There were few or no bridges or tunnels on the route. The railway turned around the sides of the mountains, and did not attempt to violate nature by taking the shortest cut from one point to another.
The train entered the State of Nevada through the Carson Valley about nine o'clock, going always northeasterly. At midday it reached Reno where there was a delay of twenty minutes for breakfast.
From this point the road, running along Humboldt River, passed northward for several miles by its banks. Then it turned eastward, and kept by the river until it reached the Humboldt Range, nearly at the extreme eastern limit of Nevada.

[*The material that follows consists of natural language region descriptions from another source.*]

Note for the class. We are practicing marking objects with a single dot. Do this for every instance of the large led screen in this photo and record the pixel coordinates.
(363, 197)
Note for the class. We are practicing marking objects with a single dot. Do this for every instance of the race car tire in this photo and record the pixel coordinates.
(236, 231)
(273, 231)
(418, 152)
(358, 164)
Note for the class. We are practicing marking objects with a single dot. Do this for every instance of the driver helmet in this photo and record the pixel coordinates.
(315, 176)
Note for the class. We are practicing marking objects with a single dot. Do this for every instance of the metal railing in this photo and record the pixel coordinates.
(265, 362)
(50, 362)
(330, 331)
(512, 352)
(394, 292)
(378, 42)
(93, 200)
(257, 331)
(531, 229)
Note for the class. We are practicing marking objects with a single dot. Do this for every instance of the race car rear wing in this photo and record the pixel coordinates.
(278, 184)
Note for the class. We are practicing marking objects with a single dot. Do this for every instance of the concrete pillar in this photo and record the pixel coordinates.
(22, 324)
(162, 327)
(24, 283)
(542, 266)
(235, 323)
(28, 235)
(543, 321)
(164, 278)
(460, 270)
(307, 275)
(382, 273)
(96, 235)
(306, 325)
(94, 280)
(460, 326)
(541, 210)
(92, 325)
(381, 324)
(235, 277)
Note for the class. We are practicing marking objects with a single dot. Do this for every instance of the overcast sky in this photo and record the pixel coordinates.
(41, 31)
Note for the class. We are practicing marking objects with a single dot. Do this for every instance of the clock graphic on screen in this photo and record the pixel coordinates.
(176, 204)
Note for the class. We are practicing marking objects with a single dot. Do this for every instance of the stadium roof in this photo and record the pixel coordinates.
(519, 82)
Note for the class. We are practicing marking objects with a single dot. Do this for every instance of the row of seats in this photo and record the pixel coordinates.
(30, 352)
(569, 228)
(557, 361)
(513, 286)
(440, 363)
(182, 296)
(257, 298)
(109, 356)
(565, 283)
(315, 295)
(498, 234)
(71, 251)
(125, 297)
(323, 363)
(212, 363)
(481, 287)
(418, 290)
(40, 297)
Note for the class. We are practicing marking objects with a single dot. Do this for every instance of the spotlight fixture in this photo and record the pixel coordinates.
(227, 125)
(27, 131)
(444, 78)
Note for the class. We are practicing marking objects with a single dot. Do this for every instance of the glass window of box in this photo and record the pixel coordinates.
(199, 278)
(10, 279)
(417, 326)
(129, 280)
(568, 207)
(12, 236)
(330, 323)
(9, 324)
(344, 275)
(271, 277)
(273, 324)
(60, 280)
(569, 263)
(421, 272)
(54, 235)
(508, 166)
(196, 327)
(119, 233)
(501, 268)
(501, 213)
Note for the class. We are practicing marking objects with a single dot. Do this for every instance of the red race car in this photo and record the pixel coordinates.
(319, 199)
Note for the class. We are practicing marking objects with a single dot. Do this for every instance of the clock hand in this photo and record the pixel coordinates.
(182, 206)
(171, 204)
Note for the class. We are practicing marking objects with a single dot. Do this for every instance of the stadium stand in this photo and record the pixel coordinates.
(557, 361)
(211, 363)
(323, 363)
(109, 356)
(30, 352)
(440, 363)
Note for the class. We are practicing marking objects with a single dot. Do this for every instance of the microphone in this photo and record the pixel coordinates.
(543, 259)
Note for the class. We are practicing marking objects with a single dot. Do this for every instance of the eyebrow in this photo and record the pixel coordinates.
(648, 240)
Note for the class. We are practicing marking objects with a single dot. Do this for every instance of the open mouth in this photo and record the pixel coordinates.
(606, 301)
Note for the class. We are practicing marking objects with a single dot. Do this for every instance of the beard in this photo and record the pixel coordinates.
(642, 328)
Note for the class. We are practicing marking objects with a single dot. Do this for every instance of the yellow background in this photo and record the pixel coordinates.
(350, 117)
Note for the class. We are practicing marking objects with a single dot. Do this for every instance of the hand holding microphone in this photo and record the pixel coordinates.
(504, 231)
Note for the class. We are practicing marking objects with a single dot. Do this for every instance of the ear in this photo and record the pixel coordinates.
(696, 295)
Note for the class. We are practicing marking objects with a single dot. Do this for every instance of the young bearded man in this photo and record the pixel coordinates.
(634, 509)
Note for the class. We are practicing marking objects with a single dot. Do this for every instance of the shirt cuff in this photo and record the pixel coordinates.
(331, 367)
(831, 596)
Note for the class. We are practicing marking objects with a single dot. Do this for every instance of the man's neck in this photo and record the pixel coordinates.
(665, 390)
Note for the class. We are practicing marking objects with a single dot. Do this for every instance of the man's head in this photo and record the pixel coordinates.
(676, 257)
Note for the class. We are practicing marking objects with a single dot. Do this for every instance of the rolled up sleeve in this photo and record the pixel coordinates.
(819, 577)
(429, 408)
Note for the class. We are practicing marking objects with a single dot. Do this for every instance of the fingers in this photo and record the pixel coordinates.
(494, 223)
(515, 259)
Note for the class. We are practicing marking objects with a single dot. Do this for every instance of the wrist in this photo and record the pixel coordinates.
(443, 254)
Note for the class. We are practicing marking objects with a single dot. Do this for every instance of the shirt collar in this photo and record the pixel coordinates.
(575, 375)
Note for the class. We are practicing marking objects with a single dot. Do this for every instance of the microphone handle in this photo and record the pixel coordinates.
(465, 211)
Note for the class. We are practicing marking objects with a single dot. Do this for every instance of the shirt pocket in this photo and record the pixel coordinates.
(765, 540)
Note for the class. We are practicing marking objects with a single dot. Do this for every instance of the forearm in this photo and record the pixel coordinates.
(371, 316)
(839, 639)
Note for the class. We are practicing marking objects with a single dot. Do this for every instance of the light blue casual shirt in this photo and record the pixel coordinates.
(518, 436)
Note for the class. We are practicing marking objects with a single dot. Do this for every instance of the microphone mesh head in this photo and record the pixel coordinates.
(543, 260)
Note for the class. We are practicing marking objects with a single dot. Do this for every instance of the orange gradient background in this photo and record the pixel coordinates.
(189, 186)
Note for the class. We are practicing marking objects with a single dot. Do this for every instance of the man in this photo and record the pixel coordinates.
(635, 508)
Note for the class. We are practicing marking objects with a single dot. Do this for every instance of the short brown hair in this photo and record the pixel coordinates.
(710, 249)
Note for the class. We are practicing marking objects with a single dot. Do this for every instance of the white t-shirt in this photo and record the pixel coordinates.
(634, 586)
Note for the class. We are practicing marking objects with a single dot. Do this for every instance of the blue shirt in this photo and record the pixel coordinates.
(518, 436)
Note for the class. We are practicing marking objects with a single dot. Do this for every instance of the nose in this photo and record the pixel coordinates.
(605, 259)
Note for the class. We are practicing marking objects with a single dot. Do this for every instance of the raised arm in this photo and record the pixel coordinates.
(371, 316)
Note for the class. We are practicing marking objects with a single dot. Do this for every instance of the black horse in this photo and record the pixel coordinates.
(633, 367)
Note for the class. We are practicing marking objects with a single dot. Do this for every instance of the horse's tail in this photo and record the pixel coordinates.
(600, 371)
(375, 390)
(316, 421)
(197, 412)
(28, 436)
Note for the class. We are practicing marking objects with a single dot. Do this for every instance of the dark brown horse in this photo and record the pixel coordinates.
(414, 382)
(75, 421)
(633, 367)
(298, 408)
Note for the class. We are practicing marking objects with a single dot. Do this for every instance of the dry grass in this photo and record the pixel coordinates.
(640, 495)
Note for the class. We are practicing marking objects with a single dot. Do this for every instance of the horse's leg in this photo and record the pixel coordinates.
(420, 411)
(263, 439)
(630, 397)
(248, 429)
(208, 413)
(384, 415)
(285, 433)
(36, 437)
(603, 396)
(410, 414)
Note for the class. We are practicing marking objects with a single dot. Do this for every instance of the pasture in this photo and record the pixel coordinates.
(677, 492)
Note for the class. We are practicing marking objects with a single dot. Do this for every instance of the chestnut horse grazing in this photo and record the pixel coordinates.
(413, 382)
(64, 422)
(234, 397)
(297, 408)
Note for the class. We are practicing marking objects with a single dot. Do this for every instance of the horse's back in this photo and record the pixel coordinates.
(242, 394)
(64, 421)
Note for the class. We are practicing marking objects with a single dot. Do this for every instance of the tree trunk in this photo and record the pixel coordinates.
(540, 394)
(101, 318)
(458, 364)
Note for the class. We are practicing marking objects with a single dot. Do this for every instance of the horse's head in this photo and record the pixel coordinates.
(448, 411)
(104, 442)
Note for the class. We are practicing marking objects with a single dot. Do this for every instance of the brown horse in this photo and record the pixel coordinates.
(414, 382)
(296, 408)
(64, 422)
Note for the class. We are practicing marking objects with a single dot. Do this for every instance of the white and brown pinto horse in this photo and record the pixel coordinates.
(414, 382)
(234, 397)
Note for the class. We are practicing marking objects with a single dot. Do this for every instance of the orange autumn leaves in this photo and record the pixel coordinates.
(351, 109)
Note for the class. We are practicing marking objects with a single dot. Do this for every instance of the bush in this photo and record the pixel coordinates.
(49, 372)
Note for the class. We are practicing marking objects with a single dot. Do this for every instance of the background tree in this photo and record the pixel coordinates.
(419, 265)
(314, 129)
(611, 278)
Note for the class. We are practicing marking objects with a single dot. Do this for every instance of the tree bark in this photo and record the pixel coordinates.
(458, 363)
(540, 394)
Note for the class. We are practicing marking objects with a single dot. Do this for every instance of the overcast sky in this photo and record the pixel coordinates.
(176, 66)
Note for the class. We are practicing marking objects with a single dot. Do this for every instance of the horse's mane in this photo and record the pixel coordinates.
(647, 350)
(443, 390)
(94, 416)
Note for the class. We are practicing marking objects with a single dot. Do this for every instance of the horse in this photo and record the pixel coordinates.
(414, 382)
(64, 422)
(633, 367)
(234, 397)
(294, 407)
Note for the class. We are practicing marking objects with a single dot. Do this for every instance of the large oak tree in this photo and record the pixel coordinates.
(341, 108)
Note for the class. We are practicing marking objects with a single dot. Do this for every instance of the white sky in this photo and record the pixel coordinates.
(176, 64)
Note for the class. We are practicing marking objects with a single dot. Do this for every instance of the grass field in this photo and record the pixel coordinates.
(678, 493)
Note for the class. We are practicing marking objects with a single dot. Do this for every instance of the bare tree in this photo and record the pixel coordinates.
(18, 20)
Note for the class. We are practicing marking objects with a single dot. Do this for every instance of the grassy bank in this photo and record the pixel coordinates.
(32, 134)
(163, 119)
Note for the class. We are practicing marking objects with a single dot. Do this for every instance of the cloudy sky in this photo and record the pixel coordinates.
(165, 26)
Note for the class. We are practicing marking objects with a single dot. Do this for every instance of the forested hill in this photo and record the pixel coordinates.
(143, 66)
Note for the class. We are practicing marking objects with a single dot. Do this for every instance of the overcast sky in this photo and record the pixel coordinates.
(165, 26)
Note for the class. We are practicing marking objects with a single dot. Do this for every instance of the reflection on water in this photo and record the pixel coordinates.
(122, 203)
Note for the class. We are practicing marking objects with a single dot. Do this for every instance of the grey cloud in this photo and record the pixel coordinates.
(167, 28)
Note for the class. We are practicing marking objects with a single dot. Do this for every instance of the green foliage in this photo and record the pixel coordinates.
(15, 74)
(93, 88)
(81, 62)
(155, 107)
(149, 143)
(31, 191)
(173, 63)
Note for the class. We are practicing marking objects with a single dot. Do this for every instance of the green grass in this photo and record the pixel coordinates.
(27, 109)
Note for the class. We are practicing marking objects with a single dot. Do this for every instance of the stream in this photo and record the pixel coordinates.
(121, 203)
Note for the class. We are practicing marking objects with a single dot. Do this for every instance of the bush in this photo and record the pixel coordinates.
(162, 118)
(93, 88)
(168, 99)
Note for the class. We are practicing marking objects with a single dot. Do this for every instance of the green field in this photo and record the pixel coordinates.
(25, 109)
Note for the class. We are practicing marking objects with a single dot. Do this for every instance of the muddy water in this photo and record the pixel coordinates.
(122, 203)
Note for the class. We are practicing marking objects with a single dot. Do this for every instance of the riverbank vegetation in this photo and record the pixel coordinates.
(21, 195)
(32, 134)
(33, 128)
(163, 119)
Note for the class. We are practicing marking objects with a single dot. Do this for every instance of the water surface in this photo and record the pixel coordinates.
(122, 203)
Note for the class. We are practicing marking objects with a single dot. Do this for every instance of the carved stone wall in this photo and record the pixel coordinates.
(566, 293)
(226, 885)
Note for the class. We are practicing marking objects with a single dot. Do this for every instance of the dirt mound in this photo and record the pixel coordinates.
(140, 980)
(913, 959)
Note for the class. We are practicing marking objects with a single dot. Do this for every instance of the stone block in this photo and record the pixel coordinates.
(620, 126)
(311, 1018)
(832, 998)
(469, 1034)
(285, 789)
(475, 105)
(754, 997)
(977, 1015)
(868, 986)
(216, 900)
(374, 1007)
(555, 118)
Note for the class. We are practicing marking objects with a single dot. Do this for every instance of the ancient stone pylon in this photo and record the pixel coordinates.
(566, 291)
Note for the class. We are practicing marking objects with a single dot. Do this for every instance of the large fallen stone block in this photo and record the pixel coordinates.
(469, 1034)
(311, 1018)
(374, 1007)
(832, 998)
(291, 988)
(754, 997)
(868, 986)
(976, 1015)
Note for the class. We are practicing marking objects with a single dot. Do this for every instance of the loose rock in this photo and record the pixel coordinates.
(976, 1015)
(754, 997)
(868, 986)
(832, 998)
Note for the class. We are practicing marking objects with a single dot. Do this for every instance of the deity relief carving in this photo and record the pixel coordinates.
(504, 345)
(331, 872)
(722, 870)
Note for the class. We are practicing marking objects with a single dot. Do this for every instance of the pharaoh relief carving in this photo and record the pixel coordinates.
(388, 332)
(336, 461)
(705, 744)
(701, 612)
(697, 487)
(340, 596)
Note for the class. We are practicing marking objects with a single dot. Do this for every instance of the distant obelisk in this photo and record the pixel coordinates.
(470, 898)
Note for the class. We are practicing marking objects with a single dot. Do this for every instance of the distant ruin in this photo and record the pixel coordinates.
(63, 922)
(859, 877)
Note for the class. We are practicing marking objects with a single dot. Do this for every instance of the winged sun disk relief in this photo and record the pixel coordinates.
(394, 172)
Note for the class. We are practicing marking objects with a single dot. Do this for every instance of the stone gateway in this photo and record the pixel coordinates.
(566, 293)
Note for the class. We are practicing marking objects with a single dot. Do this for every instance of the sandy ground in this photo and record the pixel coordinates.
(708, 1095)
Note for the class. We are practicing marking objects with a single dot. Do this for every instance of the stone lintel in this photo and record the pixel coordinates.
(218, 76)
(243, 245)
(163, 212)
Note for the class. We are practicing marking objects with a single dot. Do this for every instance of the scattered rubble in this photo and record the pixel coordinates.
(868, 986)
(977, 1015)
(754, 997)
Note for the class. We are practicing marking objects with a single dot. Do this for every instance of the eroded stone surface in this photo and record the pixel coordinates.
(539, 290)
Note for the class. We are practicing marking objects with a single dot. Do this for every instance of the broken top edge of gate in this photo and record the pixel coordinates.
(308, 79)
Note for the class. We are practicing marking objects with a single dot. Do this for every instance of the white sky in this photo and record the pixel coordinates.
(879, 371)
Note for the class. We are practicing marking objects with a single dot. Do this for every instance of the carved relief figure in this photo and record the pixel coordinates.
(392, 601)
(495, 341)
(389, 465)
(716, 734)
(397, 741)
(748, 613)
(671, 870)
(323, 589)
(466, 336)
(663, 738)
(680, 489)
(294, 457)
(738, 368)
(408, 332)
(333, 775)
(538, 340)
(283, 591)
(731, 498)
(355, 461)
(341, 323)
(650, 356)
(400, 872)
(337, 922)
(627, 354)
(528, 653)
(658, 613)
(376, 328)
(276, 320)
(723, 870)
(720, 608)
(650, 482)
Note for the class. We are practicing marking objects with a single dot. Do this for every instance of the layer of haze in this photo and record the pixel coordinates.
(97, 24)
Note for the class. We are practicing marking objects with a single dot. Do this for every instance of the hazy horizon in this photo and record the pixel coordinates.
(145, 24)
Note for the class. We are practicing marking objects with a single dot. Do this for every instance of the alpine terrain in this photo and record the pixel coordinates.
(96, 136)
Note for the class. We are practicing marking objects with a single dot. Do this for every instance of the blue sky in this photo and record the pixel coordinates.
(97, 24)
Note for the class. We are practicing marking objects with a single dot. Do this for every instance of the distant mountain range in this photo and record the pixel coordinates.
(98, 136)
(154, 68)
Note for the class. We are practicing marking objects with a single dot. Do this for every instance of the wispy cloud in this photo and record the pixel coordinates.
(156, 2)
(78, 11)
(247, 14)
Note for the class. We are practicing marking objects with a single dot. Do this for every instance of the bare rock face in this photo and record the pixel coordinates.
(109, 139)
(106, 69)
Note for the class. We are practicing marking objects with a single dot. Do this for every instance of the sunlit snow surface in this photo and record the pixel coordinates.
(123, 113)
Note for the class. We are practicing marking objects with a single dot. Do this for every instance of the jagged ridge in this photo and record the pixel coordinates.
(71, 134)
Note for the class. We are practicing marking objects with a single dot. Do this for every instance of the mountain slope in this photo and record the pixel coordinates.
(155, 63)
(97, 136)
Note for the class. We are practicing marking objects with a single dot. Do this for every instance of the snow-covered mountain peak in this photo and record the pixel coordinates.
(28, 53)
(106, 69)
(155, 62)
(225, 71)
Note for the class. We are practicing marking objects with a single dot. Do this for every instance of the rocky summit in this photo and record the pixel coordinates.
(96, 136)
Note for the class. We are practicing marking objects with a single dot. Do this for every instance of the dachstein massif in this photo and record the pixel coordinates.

After breakfast, Mr. Fogg and his companions resumed their places in the car, and observed the varied landscape which unfolded as they passed along: the vast prairies, the mountains lining the horizon, and the creeks, with their frothy, foaming streams. Sometimes a great herd of buffaloes, massing together in the distance, seemed like a movable dam. These innumerable multitudes of beasts often form an insurmountable obstacle to the passage of the trains. Thousands of them have been seen passing over the track for hours in compact ranks. The locomotive is then forced to stop and wait till the road is once more clear.
This happened to the train in which Mr. Fogg was traveling. About twelve o'clock a troop of ten or twelve thousand head of buffalo covered the track. The locomotive, slackening its speed, tried to clear the way with its cowcatcher; but the mass of animals was too great. The buffaloes marched along with a tranquil gait, uttering now and then deafening bellowings. There was no use of interrupting them, for, having taken a particular direction, nothing can moderate and change their course. It is a torrent of living flesh which no dam could contain.
The travelers gazed on this curious spectacle from the platforms. But Phileas Fogg, who had the most reason of all to be in a hurry, remained in his seat, and waited philosophically until it should please the buffaloes to get out of the way.
Passepartout was furious at the delay, and longed to discharge his arsenal of revolvers upon them.